目の前に置かれた分厚い肉を見て、マオリィは目を輝かせている。
「肉なのだっ!」
今すぐかぶりつきそうな勢いに、ミュゼが慌てて窘める。
「こらっ! 公爵の前で、あまり下品なことはしちゃだめよ」
少し大人しくなったマオリィだったが、ヨハンは豪快に笑いながら
「はっははは、別に構わんさ。好きなように食うがよい、肉もまだまだあるしな」
と答えると、マオリィはチラッと料理人の方を見た。彼女の視線に気がついた料理人は、親指を立てて、いつでも来い! とアピールするのだった。

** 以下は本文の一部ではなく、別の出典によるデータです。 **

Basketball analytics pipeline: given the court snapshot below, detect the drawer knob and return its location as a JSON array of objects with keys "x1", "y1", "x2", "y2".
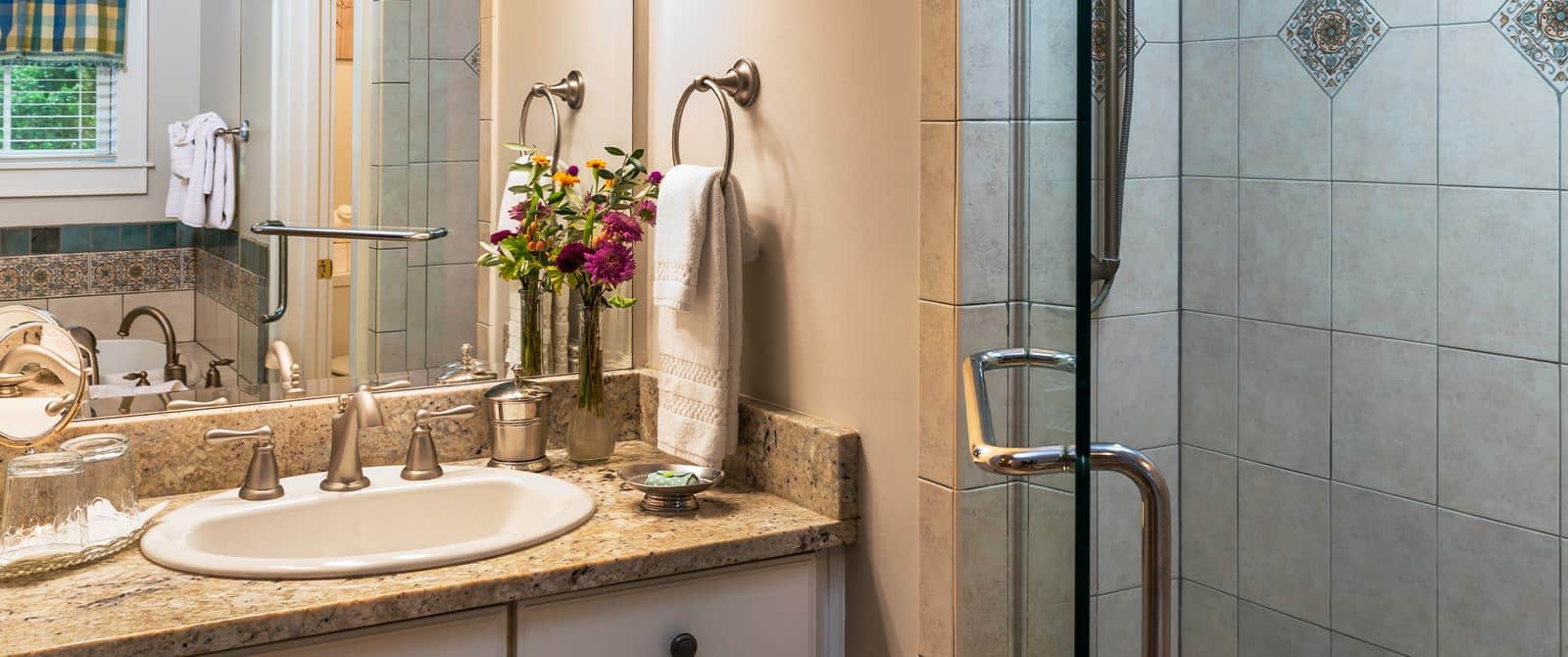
[{"x1": 669, "y1": 632, "x2": 696, "y2": 657}]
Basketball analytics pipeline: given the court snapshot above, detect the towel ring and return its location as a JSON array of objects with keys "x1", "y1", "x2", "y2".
[
  {"x1": 517, "y1": 71, "x2": 585, "y2": 171},
  {"x1": 669, "y1": 60, "x2": 762, "y2": 185}
]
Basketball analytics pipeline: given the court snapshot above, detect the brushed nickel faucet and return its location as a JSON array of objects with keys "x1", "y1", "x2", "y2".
[
  {"x1": 118, "y1": 306, "x2": 185, "y2": 384},
  {"x1": 321, "y1": 381, "x2": 413, "y2": 492}
]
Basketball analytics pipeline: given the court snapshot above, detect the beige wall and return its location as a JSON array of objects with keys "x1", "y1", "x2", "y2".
[
  {"x1": 0, "y1": 0, "x2": 202, "y2": 226},
  {"x1": 641, "y1": 0, "x2": 920, "y2": 655}
]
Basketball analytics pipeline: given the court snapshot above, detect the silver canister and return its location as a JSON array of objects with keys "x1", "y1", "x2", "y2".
[{"x1": 484, "y1": 370, "x2": 551, "y2": 472}]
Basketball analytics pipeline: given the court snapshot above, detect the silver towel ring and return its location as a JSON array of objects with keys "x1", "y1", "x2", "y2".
[
  {"x1": 669, "y1": 60, "x2": 762, "y2": 185},
  {"x1": 517, "y1": 71, "x2": 585, "y2": 171}
]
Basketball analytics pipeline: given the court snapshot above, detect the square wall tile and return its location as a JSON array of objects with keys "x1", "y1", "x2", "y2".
[
  {"x1": 1091, "y1": 177, "x2": 1181, "y2": 317},
  {"x1": 1179, "y1": 447, "x2": 1237, "y2": 594},
  {"x1": 1241, "y1": 35, "x2": 1330, "y2": 180},
  {"x1": 1237, "y1": 461, "x2": 1330, "y2": 627},
  {"x1": 1438, "y1": 350, "x2": 1562, "y2": 533},
  {"x1": 1333, "y1": 26, "x2": 1438, "y2": 182},
  {"x1": 920, "y1": 121, "x2": 958, "y2": 303},
  {"x1": 1127, "y1": 43, "x2": 1181, "y2": 177},
  {"x1": 1095, "y1": 312, "x2": 1181, "y2": 450},
  {"x1": 1239, "y1": 180, "x2": 1333, "y2": 328},
  {"x1": 1438, "y1": 186, "x2": 1560, "y2": 361},
  {"x1": 1236, "y1": 600, "x2": 1330, "y2": 657},
  {"x1": 1021, "y1": 121, "x2": 1077, "y2": 306},
  {"x1": 1438, "y1": 510, "x2": 1562, "y2": 655},
  {"x1": 1181, "y1": 177, "x2": 1241, "y2": 315},
  {"x1": 1330, "y1": 483, "x2": 1438, "y2": 655},
  {"x1": 956, "y1": 0, "x2": 1016, "y2": 120},
  {"x1": 1237, "y1": 320, "x2": 1330, "y2": 480},
  {"x1": 920, "y1": 0, "x2": 958, "y2": 121},
  {"x1": 1333, "y1": 332, "x2": 1438, "y2": 503},
  {"x1": 1333, "y1": 182, "x2": 1438, "y2": 342},
  {"x1": 1181, "y1": 40, "x2": 1242, "y2": 176},
  {"x1": 1181, "y1": 312, "x2": 1239, "y2": 455},
  {"x1": 956, "y1": 123, "x2": 1014, "y2": 303},
  {"x1": 1179, "y1": 581, "x2": 1237, "y2": 657},
  {"x1": 1438, "y1": 24, "x2": 1558, "y2": 188}
]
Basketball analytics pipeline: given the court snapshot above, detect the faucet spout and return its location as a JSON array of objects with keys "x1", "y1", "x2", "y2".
[
  {"x1": 321, "y1": 385, "x2": 382, "y2": 492},
  {"x1": 116, "y1": 306, "x2": 185, "y2": 382}
]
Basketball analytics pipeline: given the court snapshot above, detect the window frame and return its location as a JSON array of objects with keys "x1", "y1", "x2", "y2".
[{"x1": 0, "y1": 0, "x2": 152, "y2": 197}]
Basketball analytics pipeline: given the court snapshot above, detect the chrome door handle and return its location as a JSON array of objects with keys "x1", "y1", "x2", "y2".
[{"x1": 962, "y1": 348, "x2": 1171, "y2": 657}]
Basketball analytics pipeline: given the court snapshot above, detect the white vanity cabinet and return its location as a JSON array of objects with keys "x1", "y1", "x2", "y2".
[{"x1": 224, "y1": 549, "x2": 844, "y2": 657}]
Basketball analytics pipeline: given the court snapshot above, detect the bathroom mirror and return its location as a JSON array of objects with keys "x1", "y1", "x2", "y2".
[
  {"x1": 0, "y1": 323, "x2": 88, "y2": 448},
  {"x1": 0, "y1": 0, "x2": 640, "y2": 417}
]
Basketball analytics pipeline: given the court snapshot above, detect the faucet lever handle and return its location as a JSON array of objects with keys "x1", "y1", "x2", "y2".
[
  {"x1": 202, "y1": 425, "x2": 284, "y2": 502},
  {"x1": 414, "y1": 405, "x2": 478, "y2": 425}
]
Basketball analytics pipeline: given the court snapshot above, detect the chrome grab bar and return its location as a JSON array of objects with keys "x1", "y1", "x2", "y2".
[
  {"x1": 251, "y1": 221, "x2": 447, "y2": 241},
  {"x1": 962, "y1": 348, "x2": 1171, "y2": 657}
]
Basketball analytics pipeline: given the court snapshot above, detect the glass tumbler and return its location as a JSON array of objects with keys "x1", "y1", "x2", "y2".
[
  {"x1": 0, "y1": 452, "x2": 88, "y2": 560},
  {"x1": 60, "y1": 432, "x2": 141, "y2": 544}
]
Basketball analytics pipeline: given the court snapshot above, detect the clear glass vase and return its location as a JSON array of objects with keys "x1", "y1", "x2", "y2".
[
  {"x1": 566, "y1": 303, "x2": 614, "y2": 464},
  {"x1": 517, "y1": 279, "x2": 544, "y2": 377}
]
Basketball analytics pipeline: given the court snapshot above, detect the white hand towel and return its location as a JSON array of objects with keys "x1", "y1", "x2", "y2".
[
  {"x1": 163, "y1": 121, "x2": 196, "y2": 220},
  {"x1": 207, "y1": 115, "x2": 237, "y2": 230},
  {"x1": 653, "y1": 165, "x2": 758, "y2": 468},
  {"x1": 178, "y1": 112, "x2": 222, "y2": 227}
]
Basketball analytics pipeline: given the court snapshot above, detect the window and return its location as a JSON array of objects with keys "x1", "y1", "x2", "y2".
[{"x1": 0, "y1": 65, "x2": 116, "y2": 160}]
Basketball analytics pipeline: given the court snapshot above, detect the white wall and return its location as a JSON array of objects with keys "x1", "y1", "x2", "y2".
[
  {"x1": 640, "y1": 0, "x2": 920, "y2": 655},
  {"x1": 0, "y1": 0, "x2": 202, "y2": 226}
]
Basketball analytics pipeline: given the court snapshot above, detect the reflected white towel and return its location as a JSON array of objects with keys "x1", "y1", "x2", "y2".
[{"x1": 653, "y1": 165, "x2": 758, "y2": 468}]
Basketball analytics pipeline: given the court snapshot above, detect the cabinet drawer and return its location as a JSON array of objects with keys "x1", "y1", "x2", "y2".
[
  {"x1": 515, "y1": 557, "x2": 818, "y2": 657},
  {"x1": 220, "y1": 605, "x2": 507, "y2": 657}
]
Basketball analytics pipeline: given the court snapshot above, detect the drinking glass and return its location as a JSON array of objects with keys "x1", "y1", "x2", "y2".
[
  {"x1": 60, "y1": 432, "x2": 141, "y2": 544},
  {"x1": 0, "y1": 452, "x2": 88, "y2": 560}
]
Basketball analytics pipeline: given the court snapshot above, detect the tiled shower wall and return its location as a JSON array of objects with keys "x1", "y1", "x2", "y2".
[
  {"x1": 361, "y1": 0, "x2": 480, "y2": 372},
  {"x1": 1185, "y1": 0, "x2": 1568, "y2": 655},
  {"x1": 919, "y1": 0, "x2": 1181, "y2": 657}
]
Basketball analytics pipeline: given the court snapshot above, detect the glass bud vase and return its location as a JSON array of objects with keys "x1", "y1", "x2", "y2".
[
  {"x1": 566, "y1": 304, "x2": 614, "y2": 464},
  {"x1": 517, "y1": 279, "x2": 544, "y2": 377}
]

それを見たマオリィはガツガツと分厚い肉を平らげると、皿を料理人のほうに突き出した。それを見たヨハンは笑いを堪えながらセラーナに尋ねる。
「くくく……こんなに賑やかな食事は久しぶりだな?」
「えぇ、本当に」
テーブルマナーなんて気にしないマオリィの食べっぷりに、セラーナも優しげに微笑んでいた。
◆◆◆◆◆
『食器の違い』
三大大陸にはそれぞれの食文化があり、使われる食器もそれぞれ違う。クルト帝国やリスタ王国ではナイフやフォークで食事を取るが、ジオロ共和国では『箸』と呼ばれるスティック状の物を二本使う。他国へ行く商人を除けば、ザイル連邦に至っては手掴みが基本である。
その為ムラクトル大陸に来てから、日の浅いマオリィの食事作法はあまり良いものとは言えなかったが、それでもミュゼの食事を見ながらナイフやフォークの使い方も、徐々に覚えようとしているのである。